Accroupi sur une natte, au milieu de ses pots remplis de couleur, Larfaoui Jenjoul, le maître Larfaoui, décore un coffre ciselé. Ses pinceaux en poils d’âne se hérissent comme de petits balais (c’est ainsi qu’il les nomme du reste), et l’on s’étonne qu’il trace des rinceaux si déliés, des courbes si parfaites, avec de tels instruments.
Larfaoui possède les belles traditions léguées par les anciens. Il en remontrerait même au célèbre Hammadi et à sa nièce Khdija Temtam, dont, un jour, il me conta l’histoire. Mais un peintre italien,—Allah le confonde!—dérouta quelque peu les conceptions millénaires de notre décorateur, en travaillant jadis à ses côtés, dans le palais du Sultan Mouley Abdelaziz.

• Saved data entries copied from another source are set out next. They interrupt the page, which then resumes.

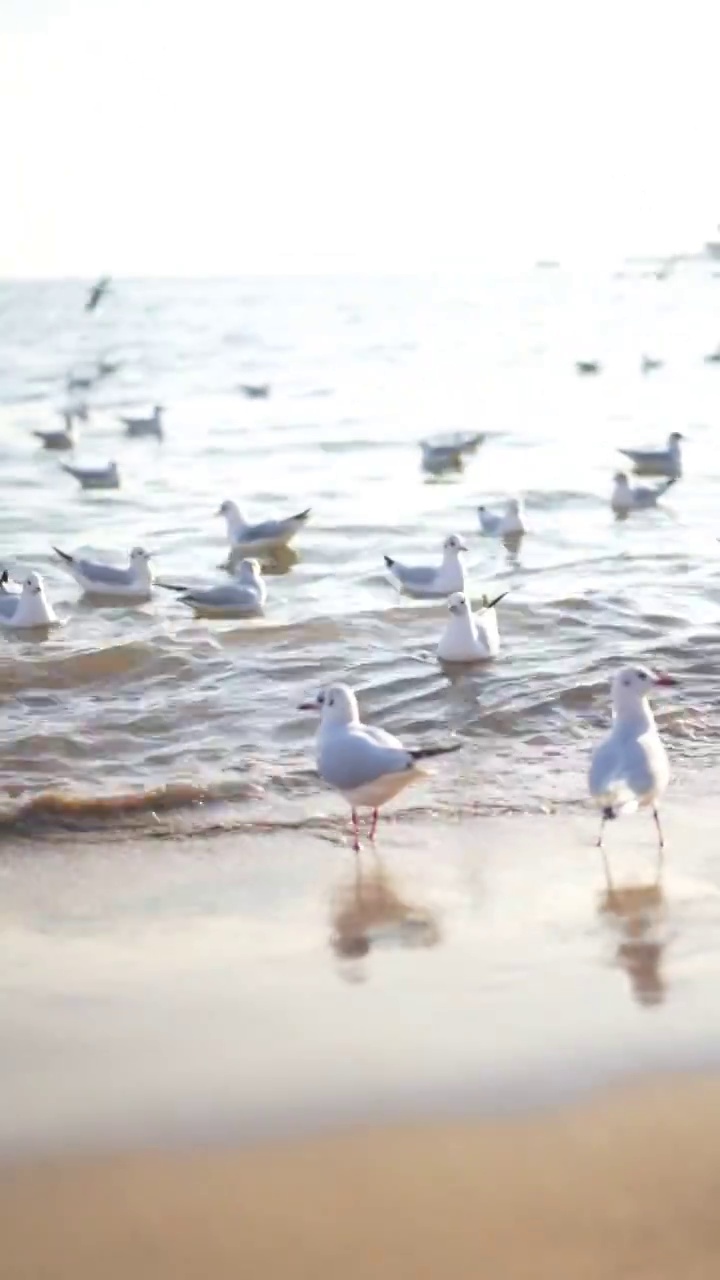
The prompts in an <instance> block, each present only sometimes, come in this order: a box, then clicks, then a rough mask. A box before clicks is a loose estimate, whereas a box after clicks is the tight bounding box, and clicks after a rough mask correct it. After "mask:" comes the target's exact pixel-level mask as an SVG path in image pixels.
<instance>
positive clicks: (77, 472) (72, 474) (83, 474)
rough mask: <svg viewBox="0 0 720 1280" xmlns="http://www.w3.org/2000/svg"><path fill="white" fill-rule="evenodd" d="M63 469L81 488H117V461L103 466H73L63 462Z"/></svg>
mask: <svg viewBox="0 0 720 1280" xmlns="http://www.w3.org/2000/svg"><path fill="white" fill-rule="evenodd" d="M63 471H67V472H68V475H70V476H74V479H76V480H78V481H79V484H81V486H82V488H83V489H119V488H120V472H119V470H118V463H117V462H109V463H108V466H105V467H73V466H69V463H67V462H63Z"/></svg>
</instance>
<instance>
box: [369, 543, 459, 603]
mask: <svg viewBox="0 0 720 1280" xmlns="http://www.w3.org/2000/svg"><path fill="white" fill-rule="evenodd" d="M466 550H468V548H466V547H465V543H464V541H462V539H461V538H459V536H457V534H451V535H450V538H446V539H445V543H443V544H442V561H441V563H439V564H438V566H433V564H404V563H402V562H401V561H396V559H393V558H392V557H391V556H386V557H384V562H386V564H387V567H388V570H389V572H391V573H392V576H393V579H395V581H396V582H397V585H398V586H401V588H402V589H404V590H405V591H407V594H409V595H415V596H420V598H424V599H429V598H430V596H438V595H451V594H452V591H464V590H465V572H464V570H462V563H461V561H460V556H461V553H462V552H466Z"/></svg>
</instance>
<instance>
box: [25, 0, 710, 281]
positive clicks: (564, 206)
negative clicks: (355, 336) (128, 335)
mask: <svg viewBox="0 0 720 1280" xmlns="http://www.w3.org/2000/svg"><path fill="white" fill-rule="evenodd" d="M716 14H717V10H716V6H714V5H712V4H711V3H698V0H689V3H684V4H679V3H678V0H653V3H648V0H609V3H606V4H588V3H587V0H585V3H584V0H574V3H573V0H568V3H561V0H495V3H492V4H488V3H487V0H468V3H466V4H459V3H456V0H443V3H437V0H201V3H197V0H195V3H193V0H184V3H183V0H0V122H1V123H0V157H1V170H0V172H1V178H3V180H1V186H0V275H15V276H17V275H92V274H95V273H101V271H110V273H113V274H117V275H122V274H135V275H167V274H169V275H197V274H200V275H204V274H213V275H224V274H242V273H251V271H259V273H274V271H278V273H281V271H309V273H311V271H332V270H338V271H389V273H392V271H407V270H419V271H430V270H442V269H448V270H455V269H460V270H465V269H470V268H471V266H474V265H478V266H482V265H484V264H487V262H488V261H489V262H492V261H498V260H507V259H509V257H511V256H518V257H520V259H529V260H532V259H534V257H538V256H539V257H560V259H561V260H564V261H568V260H569V259H571V260H574V259H580V257H583V259H591V260H592V259H593V257H607V256H610V257H614V256H619V255H623V253H625V252H643V251H644V252H655V251H657V252H664V251H671V250H674V248H691V250H692V248H694V247H696V246H698V244H700V243H702V241H703V238H705V237H706V236H708V234H711V233H712V230H714V228H715V224H716V223H717V221H719V220H720V163H719V150H720V119H719V113H717V104H719V101H720V90H719V83H720V77H719V72H717V65H719V63H717V47H719V45H717V37H719V36H720V18H719V17H717V15H716Z"/></svg>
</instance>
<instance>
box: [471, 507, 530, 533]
mask: <svg viewBox="0 0 720 1280" xmlns="http://www.w3.org/2000/svg"><path fill="white" fill-rule="evenodd" d="M523 516H524V511H523V503H521V502H520V499H519V498H509V499H507V502H506V504H505V511H503V513H502V515H500V513H497V512H495V511H488V509H487V507H478V517H479V521H480V529H482V531H483V534H487V535H488V536H491V538H521V536H523V534H525V532H527V529H525V522H524V520H523Z"/></svg>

Larfaoui subit ainsi la fâcheuse influence européenne. Il arrive parfois que son caprice fasse éclore des bouquets aux airs penchés, aux fleurs presque naturelles, sur des fonds roses, bleu pâle, ou gris.
Grâce à Dieu! Larfaoui réserve ces innovations pour les demeures des marchands enrichis, tel ce tager Ben Melih qui n’a point le goût des belles peintures symétriques où s’enchevêtrent les lignes.